Apache Flink Project - 01

The objective of this tutorial is to create an Apache Flink project to analyze sales data. We have taken the Sales data set for this project. After processing the data from the Flink System, we will push the result information to the Client System and after that, the Client System will show data in a table format.

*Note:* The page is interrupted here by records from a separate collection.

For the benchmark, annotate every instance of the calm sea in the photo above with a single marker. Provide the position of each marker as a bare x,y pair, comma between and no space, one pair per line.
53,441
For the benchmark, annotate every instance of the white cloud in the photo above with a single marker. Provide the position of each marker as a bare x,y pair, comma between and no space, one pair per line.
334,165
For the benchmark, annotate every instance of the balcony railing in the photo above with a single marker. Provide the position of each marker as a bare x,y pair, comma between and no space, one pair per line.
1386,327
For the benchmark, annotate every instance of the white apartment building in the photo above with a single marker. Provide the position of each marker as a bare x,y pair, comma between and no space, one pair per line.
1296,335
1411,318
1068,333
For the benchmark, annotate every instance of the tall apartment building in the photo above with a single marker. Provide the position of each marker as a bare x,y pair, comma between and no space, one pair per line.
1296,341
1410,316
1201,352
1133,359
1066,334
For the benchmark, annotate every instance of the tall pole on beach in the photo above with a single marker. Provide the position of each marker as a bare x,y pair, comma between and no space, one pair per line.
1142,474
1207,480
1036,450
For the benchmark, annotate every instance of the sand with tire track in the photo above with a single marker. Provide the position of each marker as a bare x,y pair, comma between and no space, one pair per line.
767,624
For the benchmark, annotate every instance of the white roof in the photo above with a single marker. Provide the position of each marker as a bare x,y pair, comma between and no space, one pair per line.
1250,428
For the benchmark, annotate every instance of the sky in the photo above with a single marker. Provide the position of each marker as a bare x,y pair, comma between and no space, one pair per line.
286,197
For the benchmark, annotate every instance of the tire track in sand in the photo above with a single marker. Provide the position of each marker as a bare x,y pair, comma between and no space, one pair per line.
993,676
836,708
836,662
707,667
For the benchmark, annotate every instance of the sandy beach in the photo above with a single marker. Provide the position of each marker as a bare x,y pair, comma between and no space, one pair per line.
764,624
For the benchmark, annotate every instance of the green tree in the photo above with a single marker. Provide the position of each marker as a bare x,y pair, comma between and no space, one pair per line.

So readers ... are you ready to create an Apache Flink project.(Product Purchase Data State)


1. Idea Of Project

a.   The Flink System download raw data files from the Client System for sales analysis in periodical order. flink_project_setup01
b.   Once the sales data for a period is downloaded, the Flink System starts processing. flink_project_setup02
c.   Once the result file is created then the Flink System sends that result file to the Client System in periodical order. flink_project_setup03
d.   The Client System displays the results in a table format, similar to that obtained from the Flink System. flink_project_setup04

2. Building Of Project

To run this project you can install VM (Virtual Machine) on your local system and configure Flink on that. After this configuration, your local system will work as a Client System and VM will work as a Flink System. Alternatively, you can take two systems that are communicating with each other and on one of the systems, Flink is configured.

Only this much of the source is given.